Date Published: 5 December 2012
Significant breakthrough in the understanding of embryonic stem cells from Trinity College, Dublin
A significant breakthrough in the understanding of embryonic stem cells has been made by scientists from the Smurfit Institute of Genetics at Trinity College Dublin. The research group led by Dr Adrian Bracken has recently published their findings in the journal Nature Structural & Molecular Biology.
This recent research describes the process by which genes that are 'on' in embryonic stem cells are switched 'off'.
This process is essential in order to convert embryonic stem cells into different cell types such as neurons, blood or heart cells and therefore represents an important breakthrough in the area of regenerative medicine.
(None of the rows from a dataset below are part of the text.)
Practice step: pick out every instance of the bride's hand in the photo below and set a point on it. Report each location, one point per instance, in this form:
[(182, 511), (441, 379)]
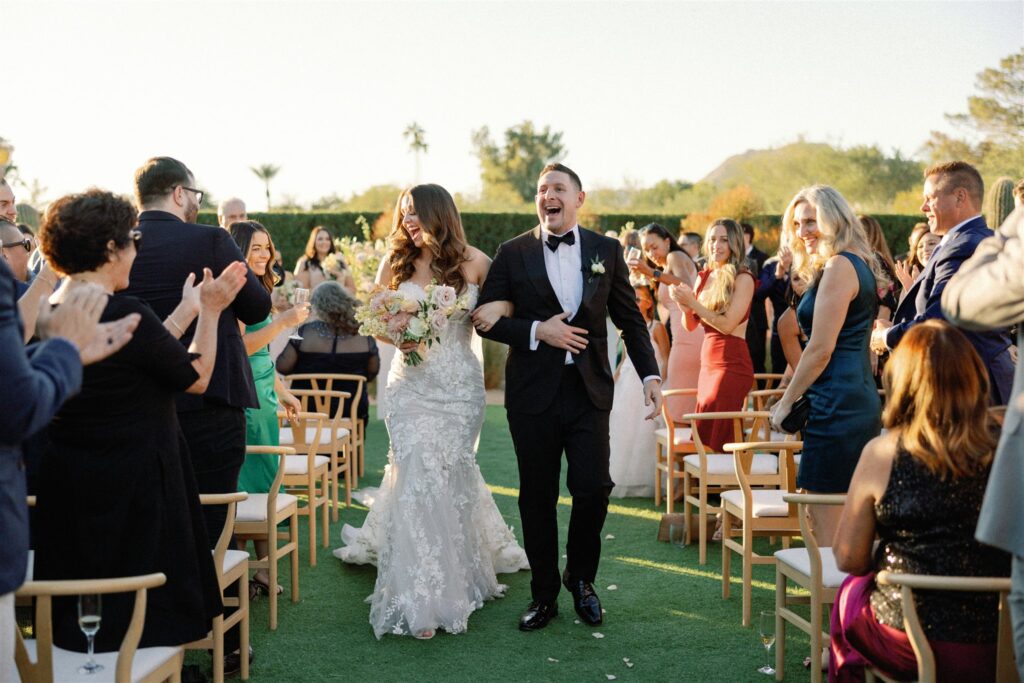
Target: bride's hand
[(487, 314)]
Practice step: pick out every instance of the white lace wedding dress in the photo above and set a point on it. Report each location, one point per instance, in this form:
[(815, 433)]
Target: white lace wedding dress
[(433, 529)]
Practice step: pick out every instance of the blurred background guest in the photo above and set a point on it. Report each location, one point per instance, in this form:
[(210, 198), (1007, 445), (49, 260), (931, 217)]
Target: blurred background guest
[(920, 487), (721, 304), (837, 311), (332, 343), (631, 434), (665, 263), (321, 261)]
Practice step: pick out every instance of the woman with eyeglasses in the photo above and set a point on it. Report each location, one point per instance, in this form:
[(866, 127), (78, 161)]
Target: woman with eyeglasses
[(117, 496)]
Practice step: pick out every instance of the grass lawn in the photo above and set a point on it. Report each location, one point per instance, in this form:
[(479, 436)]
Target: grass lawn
[(667, 616)]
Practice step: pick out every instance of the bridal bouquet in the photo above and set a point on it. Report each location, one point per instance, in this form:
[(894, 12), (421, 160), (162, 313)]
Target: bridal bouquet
[(401, 317)]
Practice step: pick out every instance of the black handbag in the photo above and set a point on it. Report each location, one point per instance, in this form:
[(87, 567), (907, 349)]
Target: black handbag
[(797, 419)]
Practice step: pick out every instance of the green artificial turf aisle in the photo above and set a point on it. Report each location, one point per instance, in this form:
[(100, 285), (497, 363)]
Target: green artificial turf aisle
[(666, 616)]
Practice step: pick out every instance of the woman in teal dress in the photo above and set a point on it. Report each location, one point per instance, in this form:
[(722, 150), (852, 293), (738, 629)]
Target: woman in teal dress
[(830, 252), (261, 423)]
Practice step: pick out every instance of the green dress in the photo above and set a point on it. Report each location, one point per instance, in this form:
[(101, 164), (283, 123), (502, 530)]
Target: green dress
[(261, 424)]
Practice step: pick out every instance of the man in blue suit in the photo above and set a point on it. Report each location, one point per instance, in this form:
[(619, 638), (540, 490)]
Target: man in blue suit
[(37, 380), (953, 194)]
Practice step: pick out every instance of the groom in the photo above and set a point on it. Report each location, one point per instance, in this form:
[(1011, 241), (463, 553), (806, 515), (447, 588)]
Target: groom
[(563, 282)]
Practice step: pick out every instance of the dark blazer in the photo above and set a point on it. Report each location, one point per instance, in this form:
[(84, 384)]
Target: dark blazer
[(518, 274), (169, 250), (924, 299), (35, 382)]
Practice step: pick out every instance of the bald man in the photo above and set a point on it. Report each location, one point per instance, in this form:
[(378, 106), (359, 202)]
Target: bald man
[(230, 211)]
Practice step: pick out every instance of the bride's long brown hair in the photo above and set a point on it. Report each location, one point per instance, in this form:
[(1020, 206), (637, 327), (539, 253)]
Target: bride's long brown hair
[(442, 235)]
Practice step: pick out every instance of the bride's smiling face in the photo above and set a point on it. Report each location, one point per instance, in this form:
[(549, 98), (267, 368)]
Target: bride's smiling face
[(411, 222)]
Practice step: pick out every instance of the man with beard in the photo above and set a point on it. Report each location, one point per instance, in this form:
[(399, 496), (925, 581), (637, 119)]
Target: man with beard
[(171, 247)]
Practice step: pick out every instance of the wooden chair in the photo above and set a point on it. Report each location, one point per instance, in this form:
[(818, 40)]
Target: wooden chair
[(232, 566), (309, 472), (337, 437), (673, 442), (257, 518), (1006, 670), (813, 569), (762, 512), (716, 473), (40, 662)]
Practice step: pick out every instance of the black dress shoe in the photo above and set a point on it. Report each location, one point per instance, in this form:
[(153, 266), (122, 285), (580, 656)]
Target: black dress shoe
[(585, 600), (538, 614), (232, 662)]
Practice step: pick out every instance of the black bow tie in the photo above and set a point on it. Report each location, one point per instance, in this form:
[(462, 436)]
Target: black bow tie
[(554, 240)]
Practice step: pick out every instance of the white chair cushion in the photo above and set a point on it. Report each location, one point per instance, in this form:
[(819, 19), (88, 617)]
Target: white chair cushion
[(253, 509), (298, 464), (233, 558), (682, 434), (66, 664), (288, 438), (722, 463), (800, 559), (765, 503)]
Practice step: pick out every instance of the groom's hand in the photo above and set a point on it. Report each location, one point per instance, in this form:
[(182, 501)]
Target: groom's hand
[(652, 394), (554, 332)]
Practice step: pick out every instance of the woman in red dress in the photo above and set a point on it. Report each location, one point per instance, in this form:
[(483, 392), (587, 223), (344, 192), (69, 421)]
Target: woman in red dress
[(721, 304)]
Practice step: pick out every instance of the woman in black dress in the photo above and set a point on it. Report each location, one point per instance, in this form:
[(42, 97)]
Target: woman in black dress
[(117, 494), (332, 343)]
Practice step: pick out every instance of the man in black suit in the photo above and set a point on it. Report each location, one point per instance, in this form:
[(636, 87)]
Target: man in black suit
[(757, 326), (214, 424), (558, 382)]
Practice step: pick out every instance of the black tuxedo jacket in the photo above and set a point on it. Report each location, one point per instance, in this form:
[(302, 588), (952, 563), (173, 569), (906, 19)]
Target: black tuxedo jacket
[(518, 274), (169, 250)]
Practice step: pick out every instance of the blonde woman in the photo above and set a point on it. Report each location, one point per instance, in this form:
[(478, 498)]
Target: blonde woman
[(832, 253), (721, 304)]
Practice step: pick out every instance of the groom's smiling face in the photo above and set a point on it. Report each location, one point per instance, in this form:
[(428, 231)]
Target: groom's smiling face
[(558, 199)]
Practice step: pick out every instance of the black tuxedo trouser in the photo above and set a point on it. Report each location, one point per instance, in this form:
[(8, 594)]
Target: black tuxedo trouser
[(216, 437), (574, 426)]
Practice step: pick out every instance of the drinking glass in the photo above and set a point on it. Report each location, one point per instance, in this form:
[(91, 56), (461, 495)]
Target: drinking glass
[(767, 631), (89, 614), (300, 296)]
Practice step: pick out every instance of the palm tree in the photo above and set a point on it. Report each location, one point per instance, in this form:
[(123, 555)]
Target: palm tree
[(417, 143), (265, 172)]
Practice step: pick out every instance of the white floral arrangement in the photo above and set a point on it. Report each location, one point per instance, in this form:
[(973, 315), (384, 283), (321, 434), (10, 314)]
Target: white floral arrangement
[(401, 317)]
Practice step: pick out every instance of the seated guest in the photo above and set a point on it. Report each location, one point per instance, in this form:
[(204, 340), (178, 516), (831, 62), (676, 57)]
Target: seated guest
[(721, 303), (321, 262), (117, 494), (332, 343), (920, 488), (631, 435)]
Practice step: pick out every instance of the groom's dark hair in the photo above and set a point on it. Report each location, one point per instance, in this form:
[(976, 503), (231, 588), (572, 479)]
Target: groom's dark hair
[(561, 168)]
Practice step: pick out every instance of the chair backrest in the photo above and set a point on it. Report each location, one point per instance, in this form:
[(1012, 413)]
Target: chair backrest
[(804, 501), (743, 460), (1006, 667), (224, 540), (326, 381), (44, 591), (279, 477)]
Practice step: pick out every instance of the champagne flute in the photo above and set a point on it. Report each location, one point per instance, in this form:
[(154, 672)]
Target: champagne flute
[(767, 631), (89, 614), (300, 296)]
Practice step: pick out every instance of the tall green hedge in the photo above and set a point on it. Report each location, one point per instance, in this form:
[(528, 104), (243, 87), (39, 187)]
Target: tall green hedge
[(487, 230)]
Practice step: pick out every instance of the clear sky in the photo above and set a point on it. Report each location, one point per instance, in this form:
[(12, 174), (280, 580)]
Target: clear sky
[(641, 90)]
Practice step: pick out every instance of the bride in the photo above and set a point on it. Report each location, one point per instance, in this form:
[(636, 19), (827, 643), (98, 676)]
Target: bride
[(433, 529)]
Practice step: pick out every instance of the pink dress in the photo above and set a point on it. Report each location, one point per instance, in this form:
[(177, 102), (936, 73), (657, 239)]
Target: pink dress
[(684, 356)]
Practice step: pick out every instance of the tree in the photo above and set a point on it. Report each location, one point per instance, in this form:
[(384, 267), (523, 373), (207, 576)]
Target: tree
[(417, 143), (993, 123), (513, 168), (266, 173)]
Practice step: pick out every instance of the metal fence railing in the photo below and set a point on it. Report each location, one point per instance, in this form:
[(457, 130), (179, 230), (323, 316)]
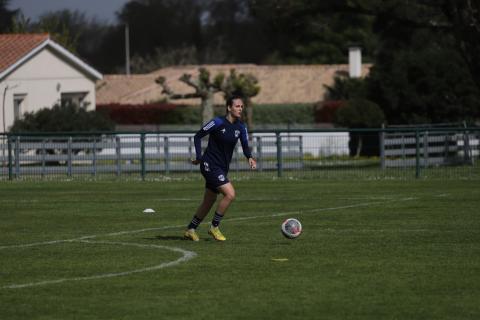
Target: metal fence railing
[(335, 153)]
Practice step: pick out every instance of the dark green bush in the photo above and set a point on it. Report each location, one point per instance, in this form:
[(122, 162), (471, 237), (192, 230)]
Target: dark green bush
[(63, 118)]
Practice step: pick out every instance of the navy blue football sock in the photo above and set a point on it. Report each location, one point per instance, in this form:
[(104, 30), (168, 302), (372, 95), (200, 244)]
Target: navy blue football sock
[(194, 223), (216, 219)]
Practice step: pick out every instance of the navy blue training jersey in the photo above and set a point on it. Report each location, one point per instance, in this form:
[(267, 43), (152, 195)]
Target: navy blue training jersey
[(221, 142)]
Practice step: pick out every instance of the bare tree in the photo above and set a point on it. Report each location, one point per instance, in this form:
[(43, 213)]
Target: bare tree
[(204, 89)]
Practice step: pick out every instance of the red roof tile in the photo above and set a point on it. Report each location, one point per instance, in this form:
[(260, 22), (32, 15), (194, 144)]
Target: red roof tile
[(15, 46)]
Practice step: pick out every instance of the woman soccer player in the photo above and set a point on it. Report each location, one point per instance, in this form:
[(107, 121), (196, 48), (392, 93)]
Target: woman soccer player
[(224, 133)]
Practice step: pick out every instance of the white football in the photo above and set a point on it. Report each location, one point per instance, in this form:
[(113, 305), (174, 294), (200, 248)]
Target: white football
[(291, 228)]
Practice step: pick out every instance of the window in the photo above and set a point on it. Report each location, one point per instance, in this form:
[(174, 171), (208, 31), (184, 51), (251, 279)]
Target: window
[(18, 105), (73, 98)]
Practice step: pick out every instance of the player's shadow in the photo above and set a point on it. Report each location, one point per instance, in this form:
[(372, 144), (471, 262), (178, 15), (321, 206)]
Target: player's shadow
[(160, 237)]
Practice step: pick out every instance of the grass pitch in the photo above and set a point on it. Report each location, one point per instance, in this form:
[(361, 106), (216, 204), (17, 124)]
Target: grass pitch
[(369, 250)]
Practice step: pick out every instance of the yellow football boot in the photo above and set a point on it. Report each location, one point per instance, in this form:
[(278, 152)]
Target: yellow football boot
[(191, 235), (216, 234)]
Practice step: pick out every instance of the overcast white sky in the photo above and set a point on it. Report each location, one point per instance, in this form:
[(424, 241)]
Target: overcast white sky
[(102, 10)]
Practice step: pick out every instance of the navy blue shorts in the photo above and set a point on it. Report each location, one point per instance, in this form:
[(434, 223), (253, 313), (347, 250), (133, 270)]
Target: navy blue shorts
[(214, 176)]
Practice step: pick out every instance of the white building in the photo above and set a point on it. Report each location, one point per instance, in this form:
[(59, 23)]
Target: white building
[(36, 73)]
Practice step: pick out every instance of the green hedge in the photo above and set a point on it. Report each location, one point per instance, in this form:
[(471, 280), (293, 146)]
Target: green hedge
[(262, 114)]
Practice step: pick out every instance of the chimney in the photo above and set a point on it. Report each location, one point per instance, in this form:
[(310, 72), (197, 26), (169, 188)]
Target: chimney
[(355, 61)]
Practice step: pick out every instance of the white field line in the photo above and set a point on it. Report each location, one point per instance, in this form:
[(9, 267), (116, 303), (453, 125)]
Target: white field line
[(186, 255), (280, 214)]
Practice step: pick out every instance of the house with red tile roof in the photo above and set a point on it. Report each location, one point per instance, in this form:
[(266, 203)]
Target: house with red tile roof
[(36, 73)]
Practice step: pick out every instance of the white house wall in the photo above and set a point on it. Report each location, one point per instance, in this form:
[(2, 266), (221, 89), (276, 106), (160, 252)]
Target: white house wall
[(43, 79)]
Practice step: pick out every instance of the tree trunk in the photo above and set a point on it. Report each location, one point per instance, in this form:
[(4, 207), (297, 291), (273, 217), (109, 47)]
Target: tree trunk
[(359, 146), (207, 107), (249, 112)]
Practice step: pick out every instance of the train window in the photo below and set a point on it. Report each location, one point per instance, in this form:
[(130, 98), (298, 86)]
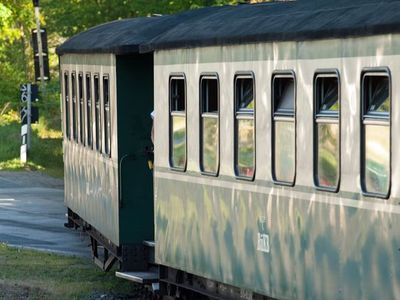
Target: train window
[(97, 115), (244, 126), (81, 109), (177, 98), (74, 107), (375, 163), (283, 128), (326, 131), (88, 111), (67, 106), (107, 121), (209, 127)]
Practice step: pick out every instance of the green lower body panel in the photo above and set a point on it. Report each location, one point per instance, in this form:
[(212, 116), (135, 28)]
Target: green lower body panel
[(91, 189), (276, 243)]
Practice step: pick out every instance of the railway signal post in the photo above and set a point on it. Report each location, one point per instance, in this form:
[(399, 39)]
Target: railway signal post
[(29, 115)]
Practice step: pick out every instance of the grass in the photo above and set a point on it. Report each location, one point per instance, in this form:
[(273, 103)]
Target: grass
[(46, 152), (31, 274)]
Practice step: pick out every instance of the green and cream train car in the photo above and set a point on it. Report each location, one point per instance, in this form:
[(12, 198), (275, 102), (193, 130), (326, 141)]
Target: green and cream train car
[(277, 152), (275, 148), (107, 98)]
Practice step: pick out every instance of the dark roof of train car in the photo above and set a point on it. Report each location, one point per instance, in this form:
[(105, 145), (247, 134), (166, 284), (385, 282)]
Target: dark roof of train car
[(124, 36), (271, 21)]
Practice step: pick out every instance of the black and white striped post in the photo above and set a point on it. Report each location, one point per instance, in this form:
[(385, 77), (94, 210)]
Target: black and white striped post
[(26, 107)]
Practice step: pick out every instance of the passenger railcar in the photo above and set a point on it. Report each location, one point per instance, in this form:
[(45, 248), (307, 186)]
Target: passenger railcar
[(107, 92), (277, 152), (275, 149)]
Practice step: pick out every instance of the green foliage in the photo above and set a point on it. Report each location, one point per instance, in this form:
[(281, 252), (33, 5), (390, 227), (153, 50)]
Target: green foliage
[(27, 274), (62, 20), (15, 23), (69, 17)]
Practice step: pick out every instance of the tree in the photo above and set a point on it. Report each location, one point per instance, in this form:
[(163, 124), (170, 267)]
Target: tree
[(69, 17), (15, 23)]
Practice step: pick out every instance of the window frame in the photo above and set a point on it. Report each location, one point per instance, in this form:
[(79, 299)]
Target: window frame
[(98, 125), (180, 76), (209, 76), (67, 105), (88, 123), (106, 134), (283, 74), (81, 115), (74, 103), (374, 119), (326, 73), (236, 116)]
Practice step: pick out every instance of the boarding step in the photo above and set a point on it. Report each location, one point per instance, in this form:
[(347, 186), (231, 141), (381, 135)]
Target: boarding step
[(151, 244), (150, 252), (147, 277)]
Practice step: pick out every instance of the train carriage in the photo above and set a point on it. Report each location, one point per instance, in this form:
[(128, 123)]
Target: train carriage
[(107, 98), (276, 152), (276, 166)]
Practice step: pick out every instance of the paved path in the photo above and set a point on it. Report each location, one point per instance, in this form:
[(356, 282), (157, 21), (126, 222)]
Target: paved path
[(32, 214)]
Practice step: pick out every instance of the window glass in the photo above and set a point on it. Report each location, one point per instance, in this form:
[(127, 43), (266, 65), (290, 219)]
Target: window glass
[(284, 137), (67, 106), (376, 89), (88, 110), (327, 92), (74, 108), (177, 95), (376, 133), (81, 109), (209, 125), (209, 92), (210, 145), (245, 147), (284, 163), (177, 122), (377, 158), (244, 126), (107, 122), (284, 95), (328, 155), (244, 94), (178, 141), (327, 137), (97, 112)]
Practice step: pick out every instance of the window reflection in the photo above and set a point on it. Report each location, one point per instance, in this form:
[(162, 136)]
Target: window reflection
[(377, 159), (376, 133), (328, 155), (177, 100), (327, 139), (244, 126), (245, 148), (209, 154), (284, 148), (284, 164), (210, 145), (178, 141)]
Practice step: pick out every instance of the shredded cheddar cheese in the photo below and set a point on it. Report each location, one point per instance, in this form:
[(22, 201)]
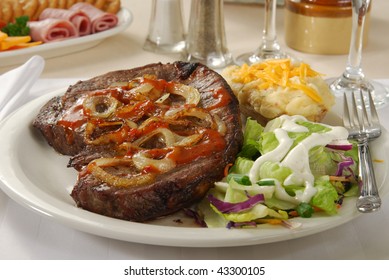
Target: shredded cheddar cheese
[(273, 73)]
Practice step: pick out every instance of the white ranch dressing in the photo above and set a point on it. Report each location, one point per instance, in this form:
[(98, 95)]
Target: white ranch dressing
[(297, 159)]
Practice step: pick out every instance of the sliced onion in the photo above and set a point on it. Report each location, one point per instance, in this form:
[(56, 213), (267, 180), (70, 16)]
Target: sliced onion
[(162, 98), (100, 106), (189, 140), (96, 168), (191, 94), (141, 161), (221, 126)]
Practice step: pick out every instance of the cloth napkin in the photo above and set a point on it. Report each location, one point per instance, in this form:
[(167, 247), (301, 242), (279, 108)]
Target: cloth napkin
[(15, 85)]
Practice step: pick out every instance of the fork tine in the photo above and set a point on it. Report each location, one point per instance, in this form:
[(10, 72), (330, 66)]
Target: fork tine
[(364, 117), (346, 112), (373, 111), (355, 116)]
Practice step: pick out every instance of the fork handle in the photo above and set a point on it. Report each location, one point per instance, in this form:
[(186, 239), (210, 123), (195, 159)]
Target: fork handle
[(369, 199)]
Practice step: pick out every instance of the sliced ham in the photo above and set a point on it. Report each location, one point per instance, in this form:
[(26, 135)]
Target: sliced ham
[(80, 20), (52, 29), (100, 20)]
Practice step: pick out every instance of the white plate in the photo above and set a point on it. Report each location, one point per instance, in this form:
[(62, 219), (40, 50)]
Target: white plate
[(36, 177), (64, 47)]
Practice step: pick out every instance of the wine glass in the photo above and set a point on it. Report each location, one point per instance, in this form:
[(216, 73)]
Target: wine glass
[(269, 48), (166, 29), (353, 78)]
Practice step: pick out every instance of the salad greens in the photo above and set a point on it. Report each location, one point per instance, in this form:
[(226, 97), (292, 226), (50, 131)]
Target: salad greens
[(290, 168), (18, 28)]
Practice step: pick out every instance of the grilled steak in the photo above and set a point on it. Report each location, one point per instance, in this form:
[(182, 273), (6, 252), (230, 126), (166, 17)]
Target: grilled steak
[(146, 141)]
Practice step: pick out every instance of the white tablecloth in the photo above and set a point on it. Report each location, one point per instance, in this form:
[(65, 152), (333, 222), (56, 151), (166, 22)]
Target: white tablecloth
[(25, 234)]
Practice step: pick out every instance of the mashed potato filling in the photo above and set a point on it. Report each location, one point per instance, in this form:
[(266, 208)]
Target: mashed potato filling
[(275, 87)]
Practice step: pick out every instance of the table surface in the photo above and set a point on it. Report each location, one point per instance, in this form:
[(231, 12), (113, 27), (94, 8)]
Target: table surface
[(25, 234)]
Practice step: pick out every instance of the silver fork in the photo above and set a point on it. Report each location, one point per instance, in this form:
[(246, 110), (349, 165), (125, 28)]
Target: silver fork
[(363, 127)]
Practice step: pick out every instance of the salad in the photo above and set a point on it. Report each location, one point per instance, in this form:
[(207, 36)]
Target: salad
[(290, 168)]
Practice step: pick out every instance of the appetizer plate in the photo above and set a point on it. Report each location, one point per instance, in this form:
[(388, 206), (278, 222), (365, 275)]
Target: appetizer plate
[(64, 47), (35, 176)]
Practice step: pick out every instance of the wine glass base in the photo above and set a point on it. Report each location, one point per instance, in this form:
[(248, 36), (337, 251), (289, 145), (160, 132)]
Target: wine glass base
[(380, 93)]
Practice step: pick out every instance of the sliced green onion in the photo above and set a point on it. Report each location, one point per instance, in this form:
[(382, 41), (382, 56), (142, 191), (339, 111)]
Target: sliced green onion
[(241, 179), (266, 182)]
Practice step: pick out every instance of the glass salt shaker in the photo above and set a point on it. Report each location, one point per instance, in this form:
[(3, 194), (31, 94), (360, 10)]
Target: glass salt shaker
[(206, 40), (166, 29)]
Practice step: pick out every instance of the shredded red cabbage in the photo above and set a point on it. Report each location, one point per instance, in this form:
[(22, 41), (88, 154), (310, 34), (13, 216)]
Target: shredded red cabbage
[(342, 147), (344, 164), (227, 207)]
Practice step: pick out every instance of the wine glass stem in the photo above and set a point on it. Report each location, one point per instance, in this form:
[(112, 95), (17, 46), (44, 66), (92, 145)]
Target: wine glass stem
[(269, 37), (353, 69)]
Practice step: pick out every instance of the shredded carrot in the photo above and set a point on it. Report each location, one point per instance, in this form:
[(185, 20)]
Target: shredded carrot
[(269, 221)]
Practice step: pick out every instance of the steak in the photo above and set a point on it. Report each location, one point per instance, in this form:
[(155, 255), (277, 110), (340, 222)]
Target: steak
[(144, 150)]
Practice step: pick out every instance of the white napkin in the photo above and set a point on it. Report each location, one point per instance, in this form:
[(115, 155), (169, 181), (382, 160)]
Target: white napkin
[(15, 84)]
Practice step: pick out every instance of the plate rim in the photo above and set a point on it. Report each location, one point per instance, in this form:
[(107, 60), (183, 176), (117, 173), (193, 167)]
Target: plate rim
[(144, 233), (15, 56)]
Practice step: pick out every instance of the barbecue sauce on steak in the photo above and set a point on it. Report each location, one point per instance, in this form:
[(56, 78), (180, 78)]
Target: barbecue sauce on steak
[(146, 141)]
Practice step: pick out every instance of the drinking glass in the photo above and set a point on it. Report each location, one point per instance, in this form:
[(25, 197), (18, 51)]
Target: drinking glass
[(269, 48), (166, 29), (353, 77)]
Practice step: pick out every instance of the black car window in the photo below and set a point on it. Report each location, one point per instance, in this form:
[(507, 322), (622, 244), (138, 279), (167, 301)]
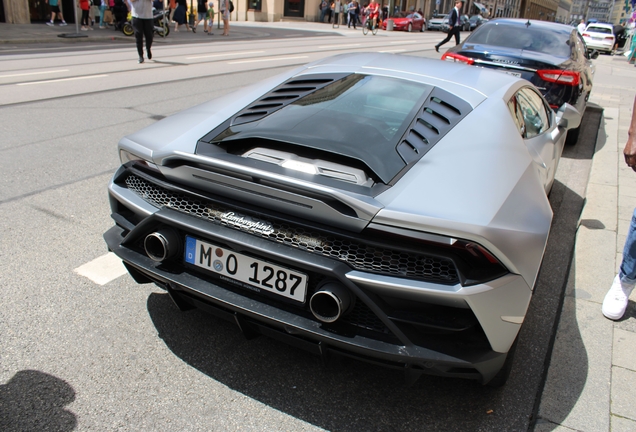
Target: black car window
[(605, 30), (523, 37), (533, 110)]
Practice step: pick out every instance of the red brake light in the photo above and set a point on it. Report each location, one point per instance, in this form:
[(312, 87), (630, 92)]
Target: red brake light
[(457, 58), (560, 77)]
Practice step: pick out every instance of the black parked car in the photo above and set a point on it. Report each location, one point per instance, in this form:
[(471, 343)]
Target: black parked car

The research includes both embryonic stem cell research and epigenetics. Embryonic stem cell research is focused on a particular type of cell that is capable of generating the various tissues in the body e.g. muscle, heart or brain. It is of particular interest for its potential for regenerating diseased tissues and organs and for the treatment of a various conditions such as Parkinson's disease, diabetes and spinal cord injury.
Above: DNA wrapped around a nucleosome. Changes in the 3D stucture of DNA are important for turning genes on and off.
Epigenetics explains how cells in the human body with exactly the same genes can have such different functionality.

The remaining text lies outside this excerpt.